STGD1 is an inherited disorder that can cause vision loss in children and young adults with an estimated 30,000 people affected in the U.S. and more than 150,000 worldwide. The disorder is caused by variants in the photoreceptor-specific ABCA4 gene, which encodes the adenosine triphosphate-binding cassette, subfamily A, member 4. The gene encodes a transporter protein within retinal photoreceptor cells facilitating the active transport of potentially toxic retinoid compounds removing toxic by-products from the visual cycle. A number of pathogenic variants within certain introns of the ABCA4 gene may result aberrant splicing of the gene – including pseudogenes – essentially non-functional segments of DNA.  Loss of the protein results in the accelerated dimerization of vitamin A, forming toxic by-products that irreversibly damage the retina, resulting in progressive vision loss.  In their cohort recruited to the study, the severity of the biallelic genotype ranged from effectively double null, to variants producing protein of less than half the normal functionality, to only mildly degraded protein functionality.

In their current research, adaptive optics (AO) imaging technologies enhance the resolution of the scanning light ophthalmoscopy (SLO) and optical coherence tomography (OCT) by correcting optical aberrations in the eye thereby allowing a cellular-level resolution and quantification of changes in cells non-invasively. This further interrogates the pathobiology of surviving STGD1 photoreceptors and the imaging data provide a significant insight with the living tissue.

In Figure A, a healthy control shows: Far-left fundus photograph of a healthy control (right eye); location and size of AO Scan 1 and Scan 2 are as indicated.

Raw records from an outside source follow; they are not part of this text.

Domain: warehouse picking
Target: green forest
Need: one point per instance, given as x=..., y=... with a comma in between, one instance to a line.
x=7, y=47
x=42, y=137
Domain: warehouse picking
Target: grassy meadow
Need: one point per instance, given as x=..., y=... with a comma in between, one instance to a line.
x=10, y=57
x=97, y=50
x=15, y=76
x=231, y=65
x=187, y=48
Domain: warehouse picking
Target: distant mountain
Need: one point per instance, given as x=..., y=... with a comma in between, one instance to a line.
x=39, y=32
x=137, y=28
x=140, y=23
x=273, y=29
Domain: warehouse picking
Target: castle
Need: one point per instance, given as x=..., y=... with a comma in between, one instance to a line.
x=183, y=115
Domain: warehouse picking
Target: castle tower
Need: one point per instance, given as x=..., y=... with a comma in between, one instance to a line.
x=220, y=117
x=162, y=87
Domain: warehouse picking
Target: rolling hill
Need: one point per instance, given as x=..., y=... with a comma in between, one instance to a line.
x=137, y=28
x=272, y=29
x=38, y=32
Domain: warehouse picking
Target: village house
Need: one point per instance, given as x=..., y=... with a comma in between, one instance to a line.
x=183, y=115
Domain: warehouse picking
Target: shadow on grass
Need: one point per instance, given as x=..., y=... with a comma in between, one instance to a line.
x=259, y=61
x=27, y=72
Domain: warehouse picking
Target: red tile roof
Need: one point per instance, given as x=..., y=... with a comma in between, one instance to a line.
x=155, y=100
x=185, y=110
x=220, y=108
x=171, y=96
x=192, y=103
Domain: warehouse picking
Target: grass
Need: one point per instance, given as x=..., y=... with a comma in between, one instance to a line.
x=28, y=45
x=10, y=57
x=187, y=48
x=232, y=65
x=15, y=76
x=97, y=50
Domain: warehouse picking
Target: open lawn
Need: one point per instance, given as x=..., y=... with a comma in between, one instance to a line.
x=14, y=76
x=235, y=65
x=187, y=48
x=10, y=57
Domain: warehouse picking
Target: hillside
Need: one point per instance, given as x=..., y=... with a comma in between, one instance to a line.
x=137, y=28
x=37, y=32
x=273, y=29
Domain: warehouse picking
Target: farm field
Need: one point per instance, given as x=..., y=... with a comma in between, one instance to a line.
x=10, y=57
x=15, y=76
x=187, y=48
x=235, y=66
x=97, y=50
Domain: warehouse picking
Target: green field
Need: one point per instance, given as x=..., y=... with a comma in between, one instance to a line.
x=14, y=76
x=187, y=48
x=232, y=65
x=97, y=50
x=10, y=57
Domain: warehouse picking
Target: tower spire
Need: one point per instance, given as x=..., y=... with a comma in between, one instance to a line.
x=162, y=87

Left column—cone density heat maps. Center column—AO-SLO cone images with identified cones (green dots). Right column—OCT B-scan at the location indicated by the green line on the AO-SLO.  (Further detailed in the open access data available in De Bruyn et al, The Surviving, Not Thriving, Photoreceptors in Patients with ABCA4 Stargardt Disease, Diagnostics 2024, 14(14), 1545; this article is an open access article distributed under the terms and conditions of the Creative Commons Attribution (CC BY) license (https:// creativecommons.org/licenses/by/ 4.0/).

In Figure B, a STGD1 patient shows, patient 4, right eye. Format is similar to that of Figure A, with the zoom-in (yellow square on the AO-SLO) column added. * (in the fundus image) in the superior retina, at ~10° is the patient’s preferred retinal locus for fixation (PRL). (Further detailed in the open access data available in De Bruyn et al, The Surviving, Not Thriving, Photoreceptors in Patients with ABCA4 Stargardt Disease, Diagnostics 2024, 14(14), 1545; this article is an open access article distributed under the terms and conditions of the Creative Commons Attribution (CC BY) license (https:// creativecommons.org/licenses/by/ 4.0/).

In the Boston analysis, the researchers commented that, “this study of surviving, but not thriving”, showed clear dystrophy in the fine structure of the inner segment in STGD1 patients, despite the small sample of patients covering a range of ages and clinical presentations.  In addition, the study and those of other researchers, indicate that surviving STGD1 photoreceptors are not rare and this may lead to suggestions for early pharmaceutical intervention.  In conclusion, the researchers stated that, “through the study of the optical correlates of the metabolic machinery in these surviving photoreceptors, we are led to consider a pharmaceutical approach to protect these photoreceptors. A real-world challenge remains how to identify patients with STGD1 before any vision loss. With the development of genetic screening programs, there is hope that such can pertain to Stargardt disease”.